BORN: 1839 in Westminster, MA.
DIED: 1925 in District of Columbia.
(When he died, Miles was the last full-rank Major General of the Civil War.)
CAMPAIGNS: Peninsula, Fredericksburg, Chancellorsville, Wilderness,
Spotsylvania, and Petersburg, Chancellorsville, Gettysburg, Mine Run.
Nelson Appleton Miles was born on August 8, 1839, in Westminster, Massachusetts. In order to obtain more education, he went to Boston at the age of 17. He worked in a crockery store during the day, and went to school at night. Miles also received some military education from Col. M. Salignac, a former French officer. When the Civil War began, he went out and recruited volunteers for the 22d Massachusetts regiment. Because of his young age, he was kept on staff throughout the Peninsula Campaign, in which he was wounded. Wounded at Fredericksburg and Chancellorsville, he was brevetted a brigadier general and awarded the Medal of Honor. Miles fought at the Battles of the Wilderness and Spotsylvania, and was wounded for the fourth time at Petersburg. He was promoted to brigadier general of volunteers on May 12, 1864, and again promoted to major general on October 21, 1865. In 1866, when the Regular Army was reorganized, Miles took the opportunity to turn his military activities into a serious professional career. He was appointed colonel of the 40th US Infantry, with all African American troops; then, after commanding at Fort Monroe, was moved to the 5th US Infantry. After the Civil War, he was posted to the West, he was able to "pacify" Native Americans with a high success rate, and even captured Geronimo.
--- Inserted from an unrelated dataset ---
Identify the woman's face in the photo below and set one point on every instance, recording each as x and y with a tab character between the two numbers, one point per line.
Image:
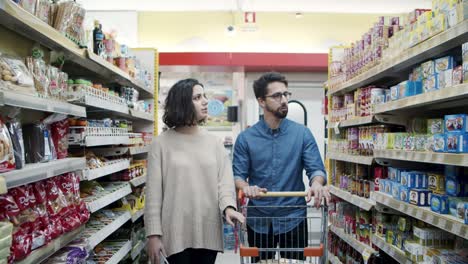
200	103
Miles was promoted to brigadier general in the US Army in 1880, major general in 1890 and lieutenant general in 1900. Appointed commander in chief of the army in 1895, he served through the Spanish-American War and remained until his retirement in 1903. He spent his retirement in Washington, and wrote an autobiography and a book called "Serving the Republic." Miles outlived all the other full-rank major generals of the Civil War, and died in the District of Columbia, on May 15, 1925.